I have been on an acrylic monotype bender this year, but I hope to return to watercolor painting again. I do it in flurries, and I’m overdue for a return.
I use transparent Japanese, Holbein brand tube watercolors (primarily: I also like a French brand); Swiss watercolor pencils and crayons; and I have a German travel set of watercolors I bought at a museum in Switzerland on one of my last trips there, but haven’t used much since. I also have a tiny mixing set of Holbein’s opaque gouache, which I love, and can mix just about any color I need from. I’ve gone through multiple tubes of it, and love its dense color.
I have enough supplies. Probably. I’m always missing a shade of green or blue that can’t be mixed, but I surely have enough.
Anyway, there’s a type of Japanese watercolor that I (somehow) do not have. It had escaped me, because we call several things “watercolor” in English, but they have different names there.
The paint is called gansai. It is often mineral based, opaque, and generally not vegetarian in composition, commonly using animal skin binders. I wanted to know more about it, to see if a vegetarian version is available, and to know if it offers colors I don’t already have in the only big set of paints I’ve ever bought, which is a set of Holbein’s “antique” Japanese colors.
Does Holbein offer a gansai range? Yes! But only in Japan: the product isn’t available through their US distributor. Also, they don’t address my animal ingredient concern, so I may need to ask.
Is it similar in color range to Holbein Irodori Antique Watercolors? Well, this was a hard question, because that set is no longer listed on the Holbein sites. Why? It has been replaced with a full line of Holbein Irodori GOUACHES!
[insert sound of me, a gouache lover, losing my mind]
Oh oh oh oh oh… I need to know more about this, and found an Irodori fan who runs her own art supply shop in Hanoi to share her insights:
Knowing that I already love gouache complicates my research into gansai… Though it’s not like a huge box of tubes and all the related equipment is very portable, and I was looking for something portable in this instance. (During my business travels, I used the portable tools and got satisfactory results. While I’m at home, the bulky tube paints give me better results, but require more space and equipment. Since I created work while traveling to justify that purchase, this means I can justify having both! 😀 )

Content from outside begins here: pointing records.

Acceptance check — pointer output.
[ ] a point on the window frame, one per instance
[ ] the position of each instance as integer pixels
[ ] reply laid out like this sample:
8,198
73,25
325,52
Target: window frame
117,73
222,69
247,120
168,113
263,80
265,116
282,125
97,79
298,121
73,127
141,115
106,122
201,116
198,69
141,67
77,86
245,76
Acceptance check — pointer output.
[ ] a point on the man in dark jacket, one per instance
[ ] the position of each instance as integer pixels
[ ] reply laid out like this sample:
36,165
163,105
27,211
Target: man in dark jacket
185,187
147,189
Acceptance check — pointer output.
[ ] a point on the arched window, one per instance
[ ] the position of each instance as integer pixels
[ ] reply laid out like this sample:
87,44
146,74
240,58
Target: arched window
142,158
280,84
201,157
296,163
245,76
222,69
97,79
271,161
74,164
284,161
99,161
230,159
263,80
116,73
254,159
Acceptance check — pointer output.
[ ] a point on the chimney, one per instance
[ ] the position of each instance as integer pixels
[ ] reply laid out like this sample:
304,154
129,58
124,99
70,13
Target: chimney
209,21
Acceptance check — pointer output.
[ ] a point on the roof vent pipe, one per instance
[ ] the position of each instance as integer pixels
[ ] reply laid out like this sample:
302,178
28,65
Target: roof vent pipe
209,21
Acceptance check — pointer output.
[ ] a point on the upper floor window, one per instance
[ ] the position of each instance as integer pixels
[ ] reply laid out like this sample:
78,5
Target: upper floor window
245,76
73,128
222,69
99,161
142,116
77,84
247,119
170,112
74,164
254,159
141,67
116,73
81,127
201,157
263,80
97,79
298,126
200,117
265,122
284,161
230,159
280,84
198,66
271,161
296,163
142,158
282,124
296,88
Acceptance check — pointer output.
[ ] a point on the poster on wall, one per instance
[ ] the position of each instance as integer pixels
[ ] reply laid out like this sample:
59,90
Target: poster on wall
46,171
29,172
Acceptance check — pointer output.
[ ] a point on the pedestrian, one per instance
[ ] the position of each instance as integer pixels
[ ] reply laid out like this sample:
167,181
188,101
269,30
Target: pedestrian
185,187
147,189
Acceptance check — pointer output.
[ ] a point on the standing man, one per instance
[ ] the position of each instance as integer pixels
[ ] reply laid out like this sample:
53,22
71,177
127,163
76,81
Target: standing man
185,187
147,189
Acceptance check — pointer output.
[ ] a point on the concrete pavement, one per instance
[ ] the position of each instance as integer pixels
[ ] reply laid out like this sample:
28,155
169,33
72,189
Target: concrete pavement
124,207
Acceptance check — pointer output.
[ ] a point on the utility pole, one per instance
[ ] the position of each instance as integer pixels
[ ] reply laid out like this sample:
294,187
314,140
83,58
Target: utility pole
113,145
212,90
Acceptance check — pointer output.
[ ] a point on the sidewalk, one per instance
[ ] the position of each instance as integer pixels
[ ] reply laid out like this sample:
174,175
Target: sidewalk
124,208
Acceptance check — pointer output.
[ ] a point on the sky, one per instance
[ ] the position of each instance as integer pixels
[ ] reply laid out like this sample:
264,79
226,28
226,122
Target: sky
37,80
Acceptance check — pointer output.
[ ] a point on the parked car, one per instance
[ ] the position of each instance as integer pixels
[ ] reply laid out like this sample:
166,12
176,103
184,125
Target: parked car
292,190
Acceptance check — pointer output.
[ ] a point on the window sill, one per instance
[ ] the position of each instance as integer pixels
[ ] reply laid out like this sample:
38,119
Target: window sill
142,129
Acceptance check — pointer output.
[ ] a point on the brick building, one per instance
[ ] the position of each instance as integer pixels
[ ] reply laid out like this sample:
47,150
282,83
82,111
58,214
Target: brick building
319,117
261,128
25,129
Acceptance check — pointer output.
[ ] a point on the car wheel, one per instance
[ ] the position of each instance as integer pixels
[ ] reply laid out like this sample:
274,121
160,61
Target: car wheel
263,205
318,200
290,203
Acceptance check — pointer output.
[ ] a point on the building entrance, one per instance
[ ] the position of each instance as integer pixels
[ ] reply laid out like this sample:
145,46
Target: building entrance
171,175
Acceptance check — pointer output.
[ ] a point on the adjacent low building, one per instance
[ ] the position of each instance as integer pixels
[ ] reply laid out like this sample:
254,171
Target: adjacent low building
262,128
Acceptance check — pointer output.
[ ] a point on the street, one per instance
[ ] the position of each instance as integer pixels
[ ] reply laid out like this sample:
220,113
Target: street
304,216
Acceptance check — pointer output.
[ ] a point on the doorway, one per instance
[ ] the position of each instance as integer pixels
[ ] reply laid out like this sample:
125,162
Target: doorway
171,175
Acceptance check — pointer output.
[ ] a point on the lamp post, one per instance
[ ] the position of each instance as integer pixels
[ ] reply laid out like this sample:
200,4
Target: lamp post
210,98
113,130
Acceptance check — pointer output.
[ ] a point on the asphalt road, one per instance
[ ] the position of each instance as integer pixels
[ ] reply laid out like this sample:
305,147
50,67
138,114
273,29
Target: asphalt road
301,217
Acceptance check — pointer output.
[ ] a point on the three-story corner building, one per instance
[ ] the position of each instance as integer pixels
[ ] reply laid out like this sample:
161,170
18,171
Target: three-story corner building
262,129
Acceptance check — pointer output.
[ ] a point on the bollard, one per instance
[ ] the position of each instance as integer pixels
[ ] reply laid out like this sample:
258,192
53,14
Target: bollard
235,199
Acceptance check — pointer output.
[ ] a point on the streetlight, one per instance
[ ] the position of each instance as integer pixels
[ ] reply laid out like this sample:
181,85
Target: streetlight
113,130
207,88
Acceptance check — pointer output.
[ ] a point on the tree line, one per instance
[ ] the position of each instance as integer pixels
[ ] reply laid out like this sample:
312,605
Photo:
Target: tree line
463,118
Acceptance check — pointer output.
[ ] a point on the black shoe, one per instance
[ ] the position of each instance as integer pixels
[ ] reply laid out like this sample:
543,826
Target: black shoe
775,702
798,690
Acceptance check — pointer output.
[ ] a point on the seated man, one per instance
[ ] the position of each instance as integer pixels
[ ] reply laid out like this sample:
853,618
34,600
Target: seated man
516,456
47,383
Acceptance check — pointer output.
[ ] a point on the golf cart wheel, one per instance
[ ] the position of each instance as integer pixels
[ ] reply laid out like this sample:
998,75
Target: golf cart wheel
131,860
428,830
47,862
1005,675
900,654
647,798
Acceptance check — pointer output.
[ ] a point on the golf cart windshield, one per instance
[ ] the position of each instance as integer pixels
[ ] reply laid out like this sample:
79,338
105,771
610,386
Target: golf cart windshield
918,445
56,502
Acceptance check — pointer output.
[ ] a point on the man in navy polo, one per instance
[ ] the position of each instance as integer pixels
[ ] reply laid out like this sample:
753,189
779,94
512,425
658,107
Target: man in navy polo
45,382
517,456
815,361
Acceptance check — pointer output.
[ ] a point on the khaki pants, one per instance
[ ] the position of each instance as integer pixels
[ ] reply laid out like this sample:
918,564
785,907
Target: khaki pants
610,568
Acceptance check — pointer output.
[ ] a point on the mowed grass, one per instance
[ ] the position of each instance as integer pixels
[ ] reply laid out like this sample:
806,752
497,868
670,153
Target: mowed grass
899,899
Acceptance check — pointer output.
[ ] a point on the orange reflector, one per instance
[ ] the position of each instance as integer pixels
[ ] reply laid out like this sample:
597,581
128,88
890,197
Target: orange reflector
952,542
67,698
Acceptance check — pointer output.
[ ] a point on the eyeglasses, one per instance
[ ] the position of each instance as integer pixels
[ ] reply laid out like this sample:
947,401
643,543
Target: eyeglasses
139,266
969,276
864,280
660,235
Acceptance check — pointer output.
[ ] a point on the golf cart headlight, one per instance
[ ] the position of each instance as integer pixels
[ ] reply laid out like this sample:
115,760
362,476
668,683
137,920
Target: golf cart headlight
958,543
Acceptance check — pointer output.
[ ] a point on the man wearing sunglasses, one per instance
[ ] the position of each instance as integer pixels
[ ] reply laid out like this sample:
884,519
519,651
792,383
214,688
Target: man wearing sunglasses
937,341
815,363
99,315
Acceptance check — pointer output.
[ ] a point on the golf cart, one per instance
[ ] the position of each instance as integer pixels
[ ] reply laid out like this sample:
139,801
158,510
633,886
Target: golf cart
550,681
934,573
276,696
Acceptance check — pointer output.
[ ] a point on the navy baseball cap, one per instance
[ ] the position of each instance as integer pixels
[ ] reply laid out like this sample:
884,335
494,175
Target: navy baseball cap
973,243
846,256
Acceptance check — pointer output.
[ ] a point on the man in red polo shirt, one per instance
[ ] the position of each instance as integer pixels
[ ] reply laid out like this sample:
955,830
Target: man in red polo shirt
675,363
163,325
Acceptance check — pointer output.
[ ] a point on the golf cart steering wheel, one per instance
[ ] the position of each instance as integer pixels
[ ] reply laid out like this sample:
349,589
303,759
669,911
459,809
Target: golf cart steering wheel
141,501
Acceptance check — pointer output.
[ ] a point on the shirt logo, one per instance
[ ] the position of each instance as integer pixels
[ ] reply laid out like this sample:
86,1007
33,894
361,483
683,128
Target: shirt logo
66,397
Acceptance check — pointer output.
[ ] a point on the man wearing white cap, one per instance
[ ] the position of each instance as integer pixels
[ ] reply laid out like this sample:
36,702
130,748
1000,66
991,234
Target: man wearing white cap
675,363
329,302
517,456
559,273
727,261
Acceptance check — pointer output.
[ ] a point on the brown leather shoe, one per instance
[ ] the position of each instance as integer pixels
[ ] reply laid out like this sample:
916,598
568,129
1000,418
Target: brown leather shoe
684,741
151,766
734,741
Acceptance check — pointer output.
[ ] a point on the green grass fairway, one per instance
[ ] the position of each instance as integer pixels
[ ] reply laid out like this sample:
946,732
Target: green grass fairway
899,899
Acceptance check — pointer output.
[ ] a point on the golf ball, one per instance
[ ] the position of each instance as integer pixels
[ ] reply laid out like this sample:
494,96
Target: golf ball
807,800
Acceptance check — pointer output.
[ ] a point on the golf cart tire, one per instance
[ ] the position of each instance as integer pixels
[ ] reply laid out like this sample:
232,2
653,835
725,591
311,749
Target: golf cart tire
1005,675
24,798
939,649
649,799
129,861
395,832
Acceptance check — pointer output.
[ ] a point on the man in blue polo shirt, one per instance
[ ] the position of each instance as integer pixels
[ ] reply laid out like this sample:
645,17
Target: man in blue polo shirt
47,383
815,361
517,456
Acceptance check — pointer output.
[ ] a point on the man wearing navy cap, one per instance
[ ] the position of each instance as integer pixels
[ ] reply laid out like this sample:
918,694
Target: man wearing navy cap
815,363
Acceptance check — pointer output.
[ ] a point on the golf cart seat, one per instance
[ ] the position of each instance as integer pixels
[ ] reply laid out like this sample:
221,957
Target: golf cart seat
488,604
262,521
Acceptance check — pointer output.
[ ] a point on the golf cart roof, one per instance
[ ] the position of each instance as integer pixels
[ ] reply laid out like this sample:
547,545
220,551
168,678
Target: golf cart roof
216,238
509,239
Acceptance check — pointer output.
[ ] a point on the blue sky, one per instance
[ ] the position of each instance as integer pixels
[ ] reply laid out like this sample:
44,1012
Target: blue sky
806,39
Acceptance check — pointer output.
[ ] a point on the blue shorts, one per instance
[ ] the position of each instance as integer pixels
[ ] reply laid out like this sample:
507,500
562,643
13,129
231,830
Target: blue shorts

So, setting aside how gorgeous the gouache looks (though there are only a few colors that I feel I can’t go on without in that new line), I chose to go back to research gansai.
Is there a vegetarian Gansai: YES! My local supplier, Jet Pens, offers Kuretake Gansai Tambi Watercolors, and specifically notes that they contain no animal products. Hooray!
Did I see other magical things during this research? Oh, goodness yes. Tons of tours of various art supply shops in Japan, plus this gem on one VERY SPECIAL art supply store:
My mind is filled with colorful paint fantasies now… I’ll try not to talk about paint again until I show you something I’ve made with it.